The move is the latest of Beijing's attempts to reform domestic agribusiness credit systems and shore up food security.

China’s Agricultural Development Bank is to plough at least $450 billion into loans designed to speed up Chinese agricultural development and encourage private agribusiness.

The package will provide agribusinesses with technical assistance, including linking companies to build business ties and efficiencies along the supply chain. It is also part of a government programme to reduce rural poverty and encourage private investment in agriculture, according to a bank press release.

The debt package has come out of an agreement with China’s Ministry of Agriculture to shore up food security and increase the rate at which loans are issued to the rural sector. Beijing hopes that by enforcing higher rates of lending agricultural production systems will be reformed through improved farm infrastructure and use of agtech.

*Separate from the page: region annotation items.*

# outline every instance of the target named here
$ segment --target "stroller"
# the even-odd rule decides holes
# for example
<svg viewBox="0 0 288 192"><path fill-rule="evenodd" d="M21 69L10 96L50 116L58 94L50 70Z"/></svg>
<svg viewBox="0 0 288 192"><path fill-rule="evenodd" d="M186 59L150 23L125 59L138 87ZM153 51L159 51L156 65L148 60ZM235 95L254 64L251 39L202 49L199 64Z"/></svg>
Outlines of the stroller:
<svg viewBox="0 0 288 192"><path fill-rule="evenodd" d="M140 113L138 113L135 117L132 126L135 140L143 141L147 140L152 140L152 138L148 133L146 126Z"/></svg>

China’s investment in the sector has soared in recent years, both at home and abroad. Although it is hard to pin an exact figure on the increase, large state-backed deals that could help China ensure food supply from abroad include Cofco and Hopu Investments’ acquisition of Noble Group’s Noble Agri, and the recent ChemChina offer to buy up Swiss agrochemicals and seeds business Syngenta. China has recently invested in Russian dairy and Kazakh beef production, and signed a deal this month to set up the $1 billion Fund for the Development of Agriculture of Brazil and China, according to Brazilian media. The fund will focus on agricultural infrastructure and logistics, and shore up China’s grain supply.

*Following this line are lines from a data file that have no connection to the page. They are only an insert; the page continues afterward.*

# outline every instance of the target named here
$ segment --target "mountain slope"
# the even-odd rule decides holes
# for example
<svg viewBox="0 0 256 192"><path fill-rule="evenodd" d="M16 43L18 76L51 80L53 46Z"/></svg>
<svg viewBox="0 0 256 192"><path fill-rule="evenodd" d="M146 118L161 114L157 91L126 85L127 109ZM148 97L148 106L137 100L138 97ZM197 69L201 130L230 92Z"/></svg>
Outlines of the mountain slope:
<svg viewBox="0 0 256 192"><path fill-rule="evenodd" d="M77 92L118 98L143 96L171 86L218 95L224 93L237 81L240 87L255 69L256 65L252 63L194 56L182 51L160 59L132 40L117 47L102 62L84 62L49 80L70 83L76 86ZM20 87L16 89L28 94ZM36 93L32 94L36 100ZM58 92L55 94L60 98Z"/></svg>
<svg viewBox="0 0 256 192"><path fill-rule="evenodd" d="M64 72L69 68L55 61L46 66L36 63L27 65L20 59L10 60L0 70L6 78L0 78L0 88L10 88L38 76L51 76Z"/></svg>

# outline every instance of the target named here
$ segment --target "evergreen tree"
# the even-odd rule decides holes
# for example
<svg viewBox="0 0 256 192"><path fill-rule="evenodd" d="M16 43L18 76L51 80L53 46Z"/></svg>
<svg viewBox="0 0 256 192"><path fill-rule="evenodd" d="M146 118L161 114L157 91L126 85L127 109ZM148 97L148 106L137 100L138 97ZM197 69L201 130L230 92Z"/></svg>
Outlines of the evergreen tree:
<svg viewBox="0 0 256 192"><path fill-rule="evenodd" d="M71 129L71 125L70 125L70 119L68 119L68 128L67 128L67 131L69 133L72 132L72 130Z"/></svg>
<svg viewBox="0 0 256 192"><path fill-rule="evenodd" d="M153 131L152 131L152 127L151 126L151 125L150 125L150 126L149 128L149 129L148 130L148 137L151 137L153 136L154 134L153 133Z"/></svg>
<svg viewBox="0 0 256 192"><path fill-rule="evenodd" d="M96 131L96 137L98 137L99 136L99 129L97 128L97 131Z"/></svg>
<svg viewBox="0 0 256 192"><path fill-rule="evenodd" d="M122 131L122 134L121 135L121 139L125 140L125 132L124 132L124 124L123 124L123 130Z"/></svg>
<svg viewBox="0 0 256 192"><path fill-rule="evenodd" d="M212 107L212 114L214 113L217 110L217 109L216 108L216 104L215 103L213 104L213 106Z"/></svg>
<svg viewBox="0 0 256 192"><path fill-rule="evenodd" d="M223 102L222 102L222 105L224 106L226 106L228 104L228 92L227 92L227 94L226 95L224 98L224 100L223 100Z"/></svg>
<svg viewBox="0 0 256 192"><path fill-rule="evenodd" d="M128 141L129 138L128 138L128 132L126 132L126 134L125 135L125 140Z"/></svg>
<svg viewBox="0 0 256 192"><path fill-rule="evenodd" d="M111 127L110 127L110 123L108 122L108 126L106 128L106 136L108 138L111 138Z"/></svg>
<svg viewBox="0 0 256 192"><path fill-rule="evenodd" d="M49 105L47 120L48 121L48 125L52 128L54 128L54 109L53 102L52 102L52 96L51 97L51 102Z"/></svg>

At home, reform to the agricultural system has also meant improving food and environmental safety, and financial reform. The Asian Development Bank invested $62.5 million in debt capital to Saikexing, China’s fourth-largest dairy, to increase the country’s domestic fresh milk supply this summer. In recent years, Cofco and other major producers have built up livestock production capacity and industrialised supply chains as they moved farms from the east coast inland.

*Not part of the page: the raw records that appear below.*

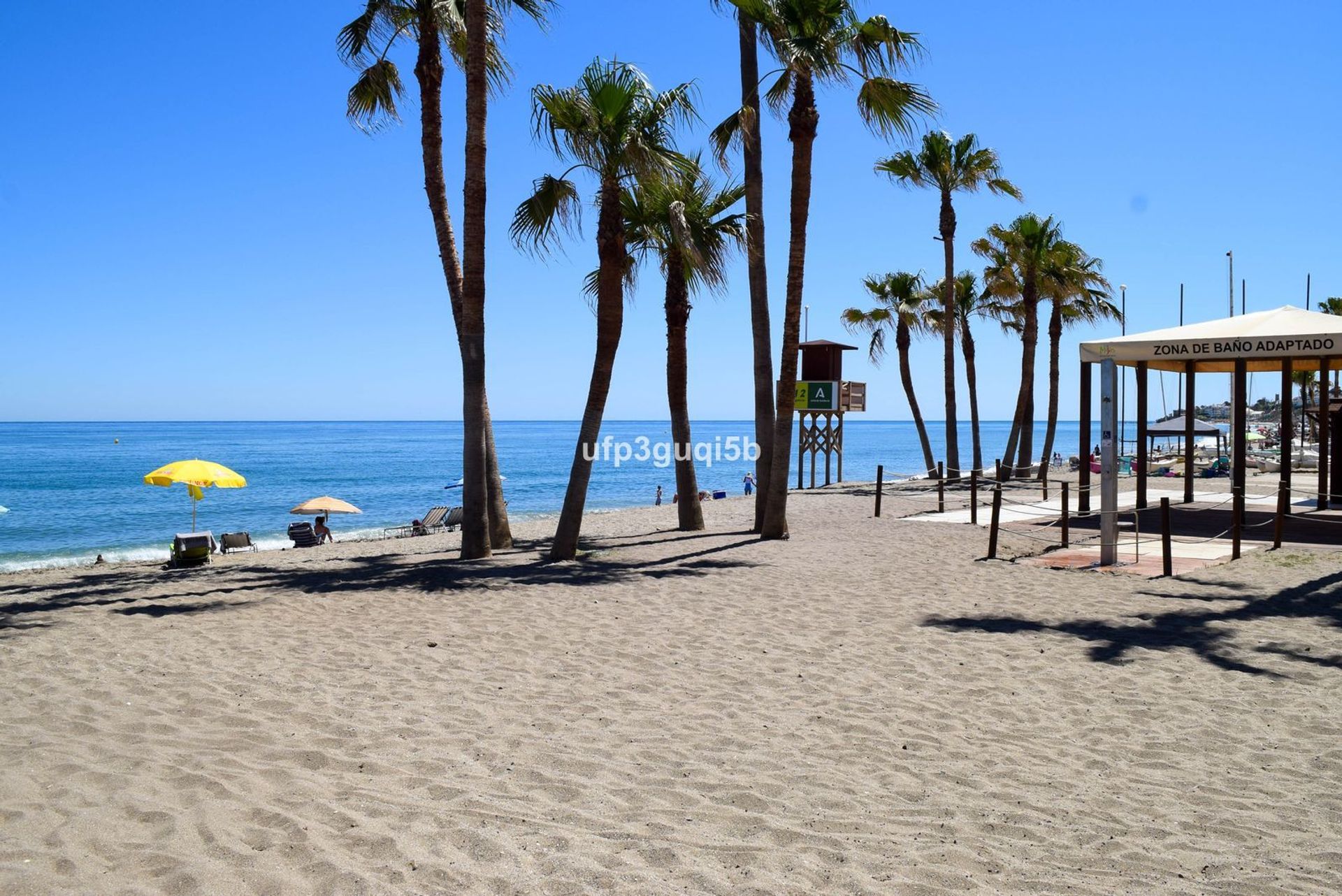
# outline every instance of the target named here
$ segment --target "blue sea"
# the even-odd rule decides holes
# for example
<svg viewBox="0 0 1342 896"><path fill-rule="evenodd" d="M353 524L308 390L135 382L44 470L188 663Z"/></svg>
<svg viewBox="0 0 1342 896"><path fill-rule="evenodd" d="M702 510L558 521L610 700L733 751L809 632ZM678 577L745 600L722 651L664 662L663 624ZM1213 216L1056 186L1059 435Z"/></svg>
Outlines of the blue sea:
<svg viewBox="0 0 1342 896"><path fill-rule="evenodd" d="M557 515L564 500L577 423L495 421L505 494L517 518ZM934 453L942 456L943 427L929 423ZM1005 445L1009 424L981 427L990 464ZM731 447L753 436L750 421L702 421L694 441L711 448L696 464L701 488L741 494L753 464L730 460ZM1043 440L1036 427L1035 445ZM589 511L651 504L660 484L667 502L675 475L658 467L658 444L671 439L666 421L608 421L609 460L599 457L588 492ZM1076 423L1060 423L1056 451L1076 453ZM615 464L615 445L648 459ZM970 460L969 428L960 436ZM796 447L793 447L796 453ZM289 508L334 495L364 512L333 516L337 538L369 537L407 524L435 504L460 503L460 423L38 423L0 424L0 571L109 561L162 559L174 533L191 530L191 499L183 486L144 484L144 475L172 460L203 457L247 478L246 488L208 488L197 506L197 528L217 537L250 531L263 549L289 545ZM796 464L796 457L793 457ZM922 468L911 423L848 417L844 479L872 480L876 464L887 479ZM823 457L817 465L823 482ZM796 483L793 467L792 483ZM809 468L808 468L809 482ZM668 510L670 514L670 510Z"/></svg>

But financial reform has also been difficult to implement in rural sectors. Warburg Pincus Asia-Pacific’s former chairman Chang Sun temporarily postponed plans for a $1 billion China agribusiness fund this year to focus on his agriculture and investment operating company, Black Soil, which he said would be a proof of concept to develop direct investment into Chinese production.

“I researched different industries and found that agriculture in China is the most backward and needs the most help – not just financially but also in terms of management, resources and innovative business models,” Sun told Agri Investor.

So far he has aggregated villager-owned land plots, in order to show China’s complex land system can be tackled by private investors, as well as making use of ready-made larger plots in Heilongjiang, a province where the military formerly developed large-scale farms.

China has also implemented experimental credit and subsidy projects to encourage environmentally-friends practices include crop rotations.